Małgorzata Sojka 2019-11-05
Nigdy więcej! Już nigdy więcej!
Stany Zjednoczone. Klinika aborcyjna Planned Parenthood w Bryan w Teksasie. Jedna z wrześniowych sobót 2009 roku. Na ten dzień zaplanowano – jak zwykle – od 25-35 aborcji.
Abby Johnson, dyrektorka kliniki, zajęta była wypełnianiem dokumentacji. W pewnej chwili została poproszona do gabinetu zabiegowego, aby pomagać przy aborcji. Abby wcześniej kilka razy towarzyszyła pacjentce podczas zabiegu, a nawet trzymała niektóre za rękę, ale nigdy nie zastępowała personelu medycznego.
Aborcję wykonywał lekarz, który w swoim prywatnym gabinecie korzystał z ultrasonografu, by minimalizować ryzyko powikłań u kobiet. Wprawdzie w tej klinice podczas aborcji ultrasonograf nie był używany zgodnie z protokołem, jednak lekarz uzyskał zgodę, że w razie konieczności może go użyć. Tak było tym razem.
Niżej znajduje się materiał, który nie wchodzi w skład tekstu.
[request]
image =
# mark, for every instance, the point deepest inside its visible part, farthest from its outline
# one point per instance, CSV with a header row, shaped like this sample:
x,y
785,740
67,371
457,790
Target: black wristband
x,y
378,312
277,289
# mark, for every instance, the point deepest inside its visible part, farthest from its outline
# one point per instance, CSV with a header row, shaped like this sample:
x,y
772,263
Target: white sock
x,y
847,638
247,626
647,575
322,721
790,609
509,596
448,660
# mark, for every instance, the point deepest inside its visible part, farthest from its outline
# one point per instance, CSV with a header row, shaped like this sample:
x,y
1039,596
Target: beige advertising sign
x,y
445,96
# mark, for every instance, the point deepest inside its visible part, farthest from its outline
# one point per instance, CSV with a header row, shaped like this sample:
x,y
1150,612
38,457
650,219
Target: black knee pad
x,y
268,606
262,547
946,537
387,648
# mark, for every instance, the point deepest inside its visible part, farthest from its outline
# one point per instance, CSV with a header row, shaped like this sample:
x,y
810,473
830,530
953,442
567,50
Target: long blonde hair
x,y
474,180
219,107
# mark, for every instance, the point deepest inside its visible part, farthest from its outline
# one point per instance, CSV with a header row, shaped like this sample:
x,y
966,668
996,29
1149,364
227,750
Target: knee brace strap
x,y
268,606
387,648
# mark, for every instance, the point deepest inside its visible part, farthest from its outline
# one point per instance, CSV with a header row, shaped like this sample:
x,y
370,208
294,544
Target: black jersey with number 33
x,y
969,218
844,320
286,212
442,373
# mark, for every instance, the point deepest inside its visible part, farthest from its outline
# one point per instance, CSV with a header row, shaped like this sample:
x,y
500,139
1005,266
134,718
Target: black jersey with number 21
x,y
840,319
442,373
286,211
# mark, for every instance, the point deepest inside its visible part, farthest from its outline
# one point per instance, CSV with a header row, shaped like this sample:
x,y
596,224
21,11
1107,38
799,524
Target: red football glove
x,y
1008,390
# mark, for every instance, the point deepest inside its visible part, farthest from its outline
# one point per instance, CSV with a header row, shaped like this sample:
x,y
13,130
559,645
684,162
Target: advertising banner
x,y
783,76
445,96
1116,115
Okazało się, że zadaniem Abby będzie trzymanie głowicy urządzenia.
Nie chcę być tutaj. Nie chcę brać udziału w aborcji – to były pierwsze jej myśli. Kolejne były próbą przekonania siebie, że będzie to ciekawe doświadczenie, które może wykorzystać podczas rozmów kwalifikacyjnych z pacjentkami.
Abby rozprowadziła żel po brzuchu kobiety, zaczęła poruszać głowicę, dopóki na monitorze nie pojawił się obraz płodu. Obraz kompletny – pełny, doskonały profil dziecka, taki sam, jaki zobaczyła podczas badania swojej dwunastotygodniowej wówczas córeczki Grace.
Abby przeraziła się, poczuła skurcz żołądka, jaki obraz zobaczy za chwilę? Spojrzała na pacjentkę. Z jej oczu płynęły łzy. Kolejne minuty były prawdziwym horrorem. Widziała maleńkie ciałko zmiażdżone i wsysane. Ten obraz nakładał się na obraz Grace z pierwszego badania USG. Słyszała słowa męża, który jej mówił: „Kiedy byłaś w ciąży z Grace, to nie był płód; to było dziecko”.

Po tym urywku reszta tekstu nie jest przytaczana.